'The people have spoken'
TWEED MP Geoff Provest says he feels "honoured" following his election victory on Saturday which saw him fend off Labor in what he described as the hardest campaign of his career.
Mr Provest went into the election as the second favourite to win behind Labor's Craig Elliot, with early polling and the bookies predicting Mr Elliot would win the seat with the help of preferences.
But an unexpected swing towards the Nationals saw Mr Provest surge ahead and he declared victory with his supporters at the Tweed Heads Bowls Club about 9pm on Saturday.
By Monday morning, Mr Provest had received 48 per cent of the total votes while Mr Elliot had received 32 per cent, with postal votes and several other booths yet to be finalised.
The controversial location of the $534 million Tweed Valley Hospital was the main issue on which both parties based their campaign, with Labor calling the election a "referendum" on where the new hospital would be built.
Mr Provest had promised to build the hospital on former farmland at Cudgen, while Mr Elliot said he would move the site to Kings Forest and save the Cudgen Pleateu from over-development.

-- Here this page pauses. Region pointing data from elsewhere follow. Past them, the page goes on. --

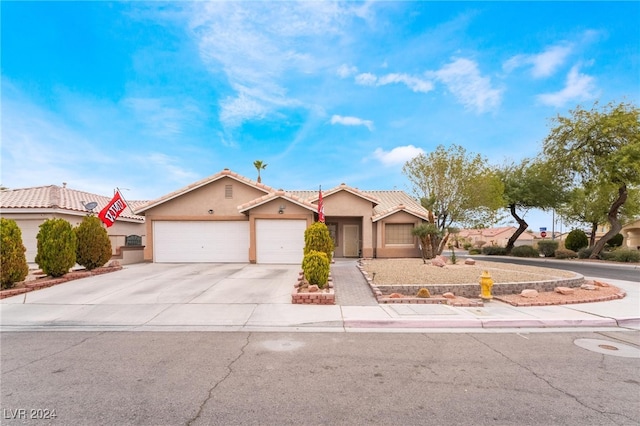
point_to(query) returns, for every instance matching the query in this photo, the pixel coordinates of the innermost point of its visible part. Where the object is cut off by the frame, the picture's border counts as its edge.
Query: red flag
(112, 210)
(320, 207)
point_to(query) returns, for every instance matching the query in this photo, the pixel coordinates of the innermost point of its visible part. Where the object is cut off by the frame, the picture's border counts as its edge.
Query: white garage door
(198, 241)
(280, 241)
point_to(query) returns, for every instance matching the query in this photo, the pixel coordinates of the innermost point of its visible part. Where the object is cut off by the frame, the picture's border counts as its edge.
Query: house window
(399, 233)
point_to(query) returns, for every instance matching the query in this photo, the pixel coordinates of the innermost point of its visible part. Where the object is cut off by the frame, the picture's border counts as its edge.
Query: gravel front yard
(414, 271)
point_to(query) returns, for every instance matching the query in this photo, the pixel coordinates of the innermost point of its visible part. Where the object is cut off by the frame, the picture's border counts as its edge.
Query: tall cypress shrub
(56, 247)
(93, 245)
(13, 260)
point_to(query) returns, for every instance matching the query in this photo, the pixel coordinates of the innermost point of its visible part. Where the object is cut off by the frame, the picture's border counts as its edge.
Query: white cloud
(464, 81)
(345, 71)
(414, 83)
(258, 45)
(543, 64)
(352, 121)
(398, 155)
(578, 87)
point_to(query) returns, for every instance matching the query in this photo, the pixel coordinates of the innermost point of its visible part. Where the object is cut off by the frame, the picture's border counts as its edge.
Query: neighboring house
(631, 234)
(496, 236)
(229, 218)
(30, 207)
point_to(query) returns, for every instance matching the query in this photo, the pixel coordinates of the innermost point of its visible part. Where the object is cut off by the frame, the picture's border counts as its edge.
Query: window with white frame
(399, 234)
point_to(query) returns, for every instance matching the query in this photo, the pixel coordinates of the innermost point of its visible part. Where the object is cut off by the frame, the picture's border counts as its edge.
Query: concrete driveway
(153, 294)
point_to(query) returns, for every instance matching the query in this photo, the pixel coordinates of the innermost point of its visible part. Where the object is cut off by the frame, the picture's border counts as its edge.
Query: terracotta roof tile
(62, 198)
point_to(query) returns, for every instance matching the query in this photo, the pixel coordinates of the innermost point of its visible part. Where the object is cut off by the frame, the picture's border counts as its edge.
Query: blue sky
(151, 96)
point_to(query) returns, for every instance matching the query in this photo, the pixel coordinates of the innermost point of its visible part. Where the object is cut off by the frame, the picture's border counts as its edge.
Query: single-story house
(229, 218)
(496, 236)
(30, 207)
(631, 234)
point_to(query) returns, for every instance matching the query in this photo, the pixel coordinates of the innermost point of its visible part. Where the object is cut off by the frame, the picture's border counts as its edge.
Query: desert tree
(458, 189)
(599, 148)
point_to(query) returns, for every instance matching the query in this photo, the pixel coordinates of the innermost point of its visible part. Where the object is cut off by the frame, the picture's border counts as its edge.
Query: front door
(351, 241)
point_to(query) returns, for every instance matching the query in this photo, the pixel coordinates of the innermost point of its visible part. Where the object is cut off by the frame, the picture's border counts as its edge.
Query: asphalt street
(233, 378)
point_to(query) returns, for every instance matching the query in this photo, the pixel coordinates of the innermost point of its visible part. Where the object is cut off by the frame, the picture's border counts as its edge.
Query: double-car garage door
(277, 241)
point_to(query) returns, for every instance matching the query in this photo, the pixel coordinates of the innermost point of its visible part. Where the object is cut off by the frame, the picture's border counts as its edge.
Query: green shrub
(13, 260)
(56, 247)
(615, 241)
(576, 240)
(494, 251)
(585, 253)
(315, 267)
(93, 246)
(547, 247)
(626, 255)
(565, 254)
(318, 238)
(524, 251)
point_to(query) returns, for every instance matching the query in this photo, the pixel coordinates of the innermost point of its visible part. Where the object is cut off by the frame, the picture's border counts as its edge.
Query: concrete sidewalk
(130, 300)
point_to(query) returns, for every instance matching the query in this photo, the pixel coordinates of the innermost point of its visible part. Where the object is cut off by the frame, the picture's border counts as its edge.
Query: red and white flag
(112, 210)
(320, 207)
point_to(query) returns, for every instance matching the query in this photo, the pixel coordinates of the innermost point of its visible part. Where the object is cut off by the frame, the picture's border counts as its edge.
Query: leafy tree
(259, 165)
(56, 247)
(576, 240)
(93, 245)
(428, 234)
(529, 184)
(13, 260)
(456, 187)
(599, 148)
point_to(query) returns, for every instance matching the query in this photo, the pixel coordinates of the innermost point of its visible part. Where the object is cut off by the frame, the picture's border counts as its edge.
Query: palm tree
(259, 165)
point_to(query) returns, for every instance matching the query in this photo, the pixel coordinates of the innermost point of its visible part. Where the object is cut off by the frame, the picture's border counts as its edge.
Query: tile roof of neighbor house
(53, 197)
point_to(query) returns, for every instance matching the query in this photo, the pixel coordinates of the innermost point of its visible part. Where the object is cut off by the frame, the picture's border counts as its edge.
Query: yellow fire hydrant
(485, 286)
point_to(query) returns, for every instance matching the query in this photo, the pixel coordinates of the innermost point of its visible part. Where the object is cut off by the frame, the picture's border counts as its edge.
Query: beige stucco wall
(345, 205)
(384, 250)
(29, 225)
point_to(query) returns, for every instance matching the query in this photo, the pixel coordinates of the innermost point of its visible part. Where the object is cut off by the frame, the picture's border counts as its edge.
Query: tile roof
(278, 194)
(202, 182)
(55, 197)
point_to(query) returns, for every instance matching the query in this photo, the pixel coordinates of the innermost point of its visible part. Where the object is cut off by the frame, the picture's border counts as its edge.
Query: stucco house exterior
(631, 234)
(30, 207)
(227, 217)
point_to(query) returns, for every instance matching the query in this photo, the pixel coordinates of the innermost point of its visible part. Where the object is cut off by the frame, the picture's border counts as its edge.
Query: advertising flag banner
(320, 206)
(111, 211)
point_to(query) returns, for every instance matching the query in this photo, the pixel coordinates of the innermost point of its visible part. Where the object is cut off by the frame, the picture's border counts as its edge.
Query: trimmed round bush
(548, 247)
(615, 241)
(576, 240)
(494, 251)
(13, 260)
(565, 254)
(93, 245)
(315, 267)
(56, 247)
(524, 251)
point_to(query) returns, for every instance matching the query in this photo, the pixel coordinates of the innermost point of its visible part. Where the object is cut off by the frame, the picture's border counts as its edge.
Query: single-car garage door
(280, 241)
(200, 241)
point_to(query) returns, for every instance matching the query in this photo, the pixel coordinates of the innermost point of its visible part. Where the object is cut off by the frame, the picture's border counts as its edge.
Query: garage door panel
(280, 241)
(200, 241)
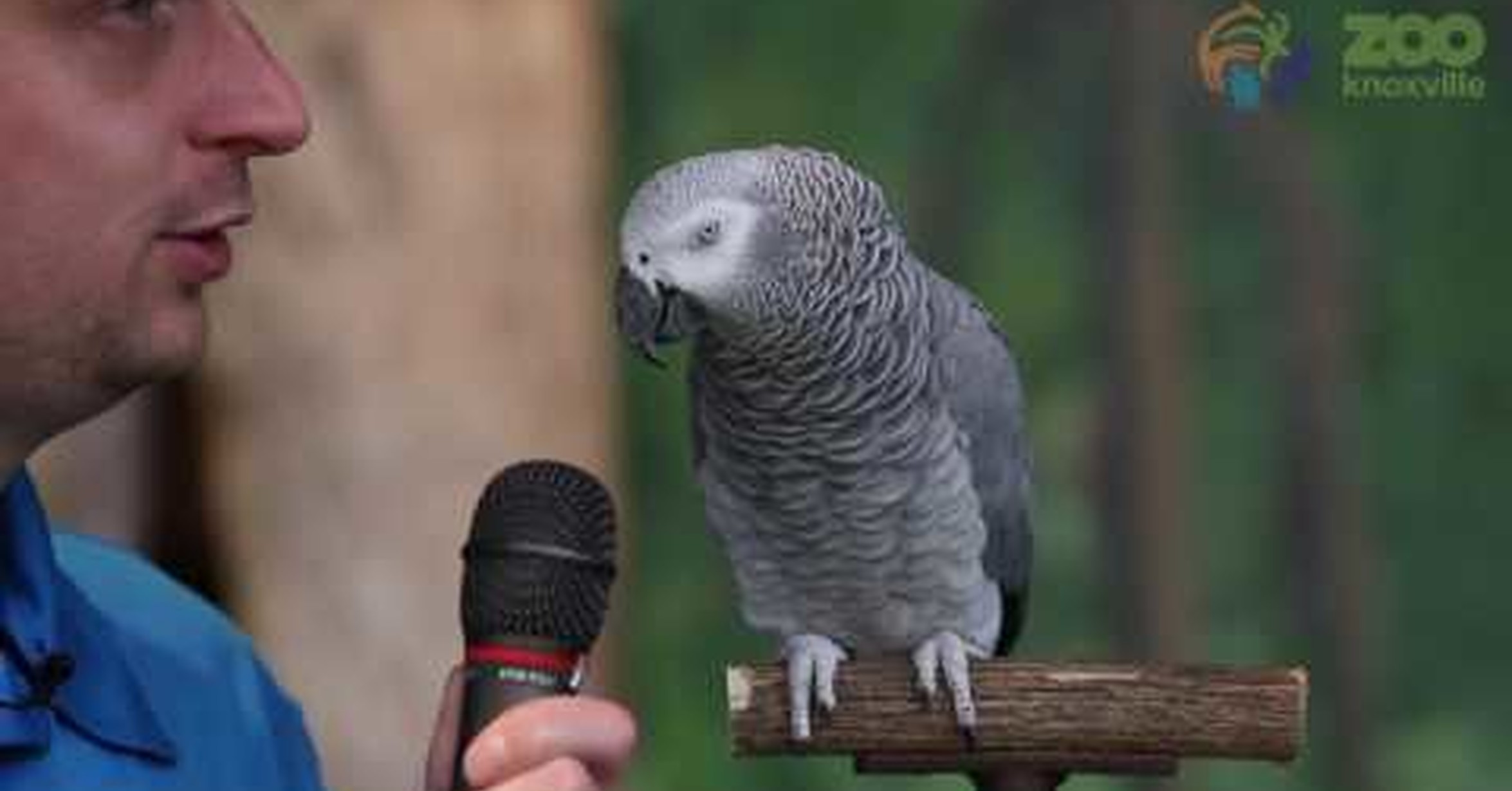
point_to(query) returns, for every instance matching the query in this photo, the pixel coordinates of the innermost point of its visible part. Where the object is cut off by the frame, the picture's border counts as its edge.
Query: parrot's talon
(948, 655)
(813, 663)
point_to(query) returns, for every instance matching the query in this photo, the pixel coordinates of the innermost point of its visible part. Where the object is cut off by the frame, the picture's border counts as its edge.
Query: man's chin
(173, 349)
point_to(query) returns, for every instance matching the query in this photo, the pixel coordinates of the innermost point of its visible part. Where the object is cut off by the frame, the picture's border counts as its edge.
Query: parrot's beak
(645, 314)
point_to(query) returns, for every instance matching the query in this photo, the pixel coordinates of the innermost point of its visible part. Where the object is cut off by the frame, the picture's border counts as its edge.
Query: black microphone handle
(489, 689)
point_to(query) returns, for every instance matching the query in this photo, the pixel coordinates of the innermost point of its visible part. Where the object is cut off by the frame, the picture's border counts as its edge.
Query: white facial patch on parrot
(705, 250)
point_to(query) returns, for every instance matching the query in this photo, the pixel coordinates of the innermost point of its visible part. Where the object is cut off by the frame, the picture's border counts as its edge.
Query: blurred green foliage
(1422, 185)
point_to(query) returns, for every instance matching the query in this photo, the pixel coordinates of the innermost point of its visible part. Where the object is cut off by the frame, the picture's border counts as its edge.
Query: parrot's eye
(708, 233)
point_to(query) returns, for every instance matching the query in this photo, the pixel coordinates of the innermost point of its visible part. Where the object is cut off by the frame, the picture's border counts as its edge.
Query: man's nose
(252, 106)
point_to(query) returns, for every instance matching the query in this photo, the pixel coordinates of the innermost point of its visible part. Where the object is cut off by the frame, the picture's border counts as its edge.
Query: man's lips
(199, 251)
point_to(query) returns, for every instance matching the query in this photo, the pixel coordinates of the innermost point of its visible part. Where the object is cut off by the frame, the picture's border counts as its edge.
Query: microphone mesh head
(540, 557)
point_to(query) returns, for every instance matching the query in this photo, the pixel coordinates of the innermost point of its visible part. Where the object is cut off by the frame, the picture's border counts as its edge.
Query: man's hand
(546, 745)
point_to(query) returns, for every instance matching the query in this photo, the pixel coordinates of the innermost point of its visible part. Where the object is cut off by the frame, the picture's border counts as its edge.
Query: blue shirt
(165, 695)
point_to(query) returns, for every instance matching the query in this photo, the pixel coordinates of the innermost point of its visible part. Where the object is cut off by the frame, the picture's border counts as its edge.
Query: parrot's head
(741, 241)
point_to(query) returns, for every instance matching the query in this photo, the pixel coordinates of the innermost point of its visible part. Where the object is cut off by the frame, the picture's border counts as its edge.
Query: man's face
(126, 127)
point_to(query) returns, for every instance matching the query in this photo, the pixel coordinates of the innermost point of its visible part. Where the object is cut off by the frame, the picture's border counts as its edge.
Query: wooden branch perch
(1046, 717)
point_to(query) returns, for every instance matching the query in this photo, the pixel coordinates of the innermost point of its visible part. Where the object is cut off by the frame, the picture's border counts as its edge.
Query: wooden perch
(1040, 717)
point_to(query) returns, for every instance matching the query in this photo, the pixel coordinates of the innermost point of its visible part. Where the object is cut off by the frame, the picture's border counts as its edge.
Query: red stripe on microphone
(551, 661)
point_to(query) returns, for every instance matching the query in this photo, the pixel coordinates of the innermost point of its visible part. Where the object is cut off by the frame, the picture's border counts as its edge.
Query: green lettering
(1414, 43)
(1370, 48)
(1462, 40)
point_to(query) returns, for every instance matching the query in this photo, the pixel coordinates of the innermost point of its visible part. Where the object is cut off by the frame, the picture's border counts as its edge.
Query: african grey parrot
(858, 418)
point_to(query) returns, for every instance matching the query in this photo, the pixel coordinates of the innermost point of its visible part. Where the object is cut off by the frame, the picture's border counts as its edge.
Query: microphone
(536, 584)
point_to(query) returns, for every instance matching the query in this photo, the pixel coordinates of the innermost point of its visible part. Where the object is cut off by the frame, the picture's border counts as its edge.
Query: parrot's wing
(986, 401)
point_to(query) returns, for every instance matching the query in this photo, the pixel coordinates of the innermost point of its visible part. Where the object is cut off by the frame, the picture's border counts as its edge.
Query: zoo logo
(1411, 57)
(1243, 58)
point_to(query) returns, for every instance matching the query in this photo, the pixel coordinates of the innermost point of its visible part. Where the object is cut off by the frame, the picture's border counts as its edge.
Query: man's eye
(143, 11)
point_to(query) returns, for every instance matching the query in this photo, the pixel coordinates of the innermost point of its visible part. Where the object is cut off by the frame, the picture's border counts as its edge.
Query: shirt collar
(41, 613)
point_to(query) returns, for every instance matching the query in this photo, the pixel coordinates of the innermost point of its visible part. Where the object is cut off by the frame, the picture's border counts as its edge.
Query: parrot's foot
(811, 677)
(947, 654)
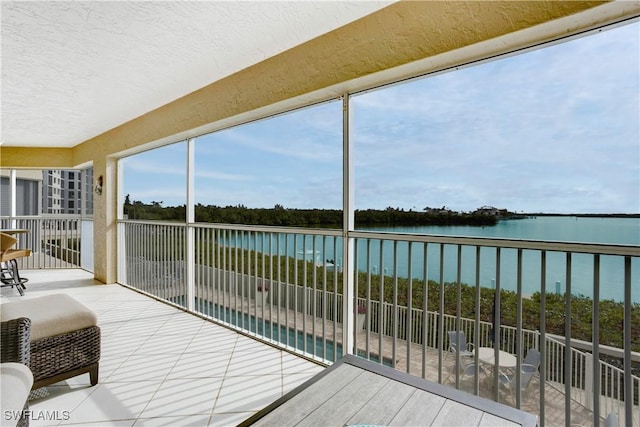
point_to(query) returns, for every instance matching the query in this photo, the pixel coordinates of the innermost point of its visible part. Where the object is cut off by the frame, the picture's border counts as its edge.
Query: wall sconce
(98, 187)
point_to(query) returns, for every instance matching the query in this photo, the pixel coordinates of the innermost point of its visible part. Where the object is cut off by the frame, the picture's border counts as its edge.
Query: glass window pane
(155, 184)
(273, 171)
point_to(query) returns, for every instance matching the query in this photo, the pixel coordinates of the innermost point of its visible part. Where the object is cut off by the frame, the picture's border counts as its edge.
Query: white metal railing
(304, 310)
(55, 240)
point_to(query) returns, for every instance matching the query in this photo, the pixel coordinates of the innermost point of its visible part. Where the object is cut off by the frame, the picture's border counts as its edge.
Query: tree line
(284, 217)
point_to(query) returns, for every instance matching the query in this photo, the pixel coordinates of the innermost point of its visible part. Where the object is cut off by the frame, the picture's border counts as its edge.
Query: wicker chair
(54, 357)
(15, 336)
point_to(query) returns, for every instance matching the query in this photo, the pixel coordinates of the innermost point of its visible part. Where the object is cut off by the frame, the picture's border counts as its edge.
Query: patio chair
(532, 358)
(64, 338)
(458, 344)
(527, 372)
(16, 378)
(9, 274)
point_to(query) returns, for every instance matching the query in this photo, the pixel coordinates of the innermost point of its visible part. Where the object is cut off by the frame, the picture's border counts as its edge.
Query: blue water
(317, 346)
(605, 230)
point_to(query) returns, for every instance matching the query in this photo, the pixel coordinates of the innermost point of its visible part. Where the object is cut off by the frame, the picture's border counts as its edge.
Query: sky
(552, 130)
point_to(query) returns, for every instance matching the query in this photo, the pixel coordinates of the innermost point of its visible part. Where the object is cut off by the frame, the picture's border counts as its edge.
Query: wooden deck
(355, 391)
(436, 366)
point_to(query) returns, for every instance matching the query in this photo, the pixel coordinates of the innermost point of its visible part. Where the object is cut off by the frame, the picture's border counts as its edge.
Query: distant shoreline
(618, 215)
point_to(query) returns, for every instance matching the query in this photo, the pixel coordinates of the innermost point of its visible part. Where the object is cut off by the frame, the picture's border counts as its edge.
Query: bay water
(406, 260)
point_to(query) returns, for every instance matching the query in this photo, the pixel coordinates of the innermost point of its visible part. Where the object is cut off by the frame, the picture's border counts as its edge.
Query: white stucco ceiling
(73, 70)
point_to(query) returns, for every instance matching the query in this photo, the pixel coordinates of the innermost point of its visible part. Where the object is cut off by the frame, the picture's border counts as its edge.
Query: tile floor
(159, 365)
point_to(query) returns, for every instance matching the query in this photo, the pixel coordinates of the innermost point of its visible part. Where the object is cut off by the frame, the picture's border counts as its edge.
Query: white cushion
(50, 315)
(16, 380)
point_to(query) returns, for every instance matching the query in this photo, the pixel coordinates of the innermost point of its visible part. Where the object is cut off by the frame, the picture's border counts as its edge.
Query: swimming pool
(307, 342)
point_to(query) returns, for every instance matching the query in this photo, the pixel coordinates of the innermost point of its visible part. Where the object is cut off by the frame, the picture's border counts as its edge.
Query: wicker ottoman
(65, 338)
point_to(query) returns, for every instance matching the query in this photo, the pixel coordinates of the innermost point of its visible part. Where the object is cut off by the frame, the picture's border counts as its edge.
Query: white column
(348, 284)
(13, 209)
(190, 231)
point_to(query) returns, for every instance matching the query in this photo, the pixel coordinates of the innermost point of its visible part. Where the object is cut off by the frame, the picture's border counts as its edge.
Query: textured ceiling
(73, 70)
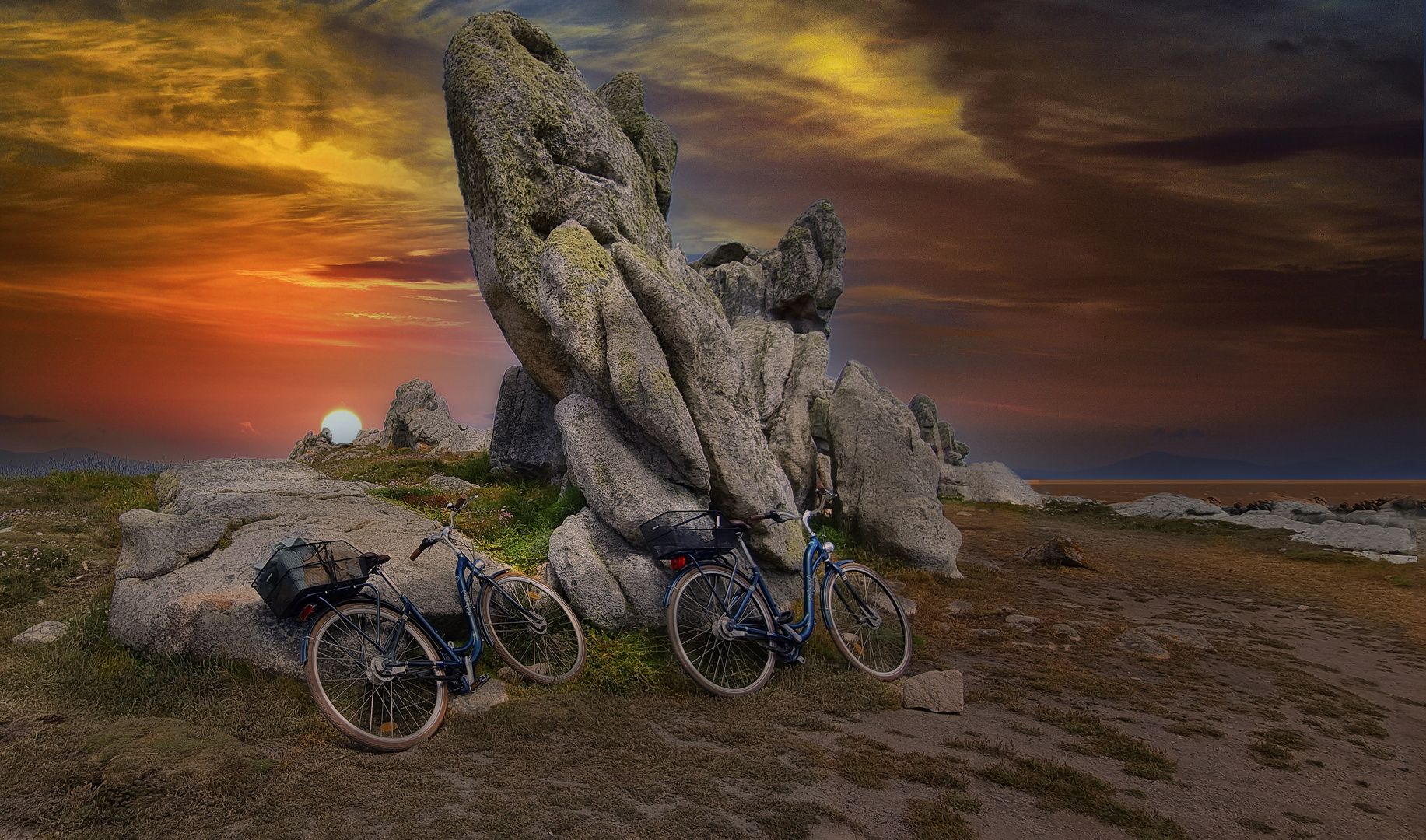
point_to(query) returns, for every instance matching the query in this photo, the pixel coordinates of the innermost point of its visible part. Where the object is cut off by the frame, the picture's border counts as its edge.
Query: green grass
(61, 530)
(1060, 786)
(629, 662)
(510, 520)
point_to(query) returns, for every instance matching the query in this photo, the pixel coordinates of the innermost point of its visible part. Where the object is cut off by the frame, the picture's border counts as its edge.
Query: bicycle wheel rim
(380, 712)
(729, 668)
(866, 622)
(549, 655)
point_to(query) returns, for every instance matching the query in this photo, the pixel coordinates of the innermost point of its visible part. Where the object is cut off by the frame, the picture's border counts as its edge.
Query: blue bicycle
(727, 634)
(383, 677)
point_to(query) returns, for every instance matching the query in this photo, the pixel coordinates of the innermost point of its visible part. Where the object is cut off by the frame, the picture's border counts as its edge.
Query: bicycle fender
(692, 571)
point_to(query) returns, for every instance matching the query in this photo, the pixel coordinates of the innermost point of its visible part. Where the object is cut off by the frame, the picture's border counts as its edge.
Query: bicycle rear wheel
(532, 628)
(703, 608)
(866, 621)
(375, 701)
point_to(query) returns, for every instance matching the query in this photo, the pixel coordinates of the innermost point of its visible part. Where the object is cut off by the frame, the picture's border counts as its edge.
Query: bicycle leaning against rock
(722, 619)
(384, 675)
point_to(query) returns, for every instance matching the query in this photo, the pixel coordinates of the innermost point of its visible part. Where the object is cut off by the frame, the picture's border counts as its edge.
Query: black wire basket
(693, 532)
(303, 571)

But in an unexpected turn of events, Mr Provest won every booth in the electorate and received more than 50 per cent of the votes at the three polling booths closest to the new hospital site.
Mr Provest told the Tweed Daily News the people had spoken on where they wanted their new hospital.
"I put my political career on the line getting a new hospital in the Tweed and that's because the doctors of the Tweed said we need that to keep the community well, so I stood shoulder to shoulder with them," he said.
"I'm disappointed that during the campaign there was a lot of personal insults, vendettas, bullying, you name it, and I think that's a very sad reflection on some people in the community, but the people have spoken, they want the hospital at Cudgen and that's what we're doing."
He said he expected to see the hospital's development application approved and work on the site begin "in the next three or four months".
Mr Provest said it felt "a little bit surreal" when he learned he had retained the seat, but now was the time for action.
"Now the job is to deliver what we promised, the hospital, light rail, upgrades to the schools, the hard work starts today," he said.
"If you promise something you've got to deliver it. I'd like to thank the people of Tweed for putting their trust in me for the next four years and I'm honoured they've chosen me to represent them."
Mr Provest also congratulated his political opponents for putting in the gruelling work it takes to run an election campaign.
"I'd like to give credit to all the candidates, running an election campaign is one of the hardest things you can do in your career," he said.
Mr Elliot said it had been a "privilege and an honour" to be the Labor candidate for Tweed.
"I'm proud of our strong campaign to promise more front-line services, a new high school at Pottsville and better health and hospital services in the Tweed," he said.
"I'd like to thank all those who supported me.
"I congratulate Geoff Provest on his re-election and acknowledge that the community has now made its decision on the location of the new hospital."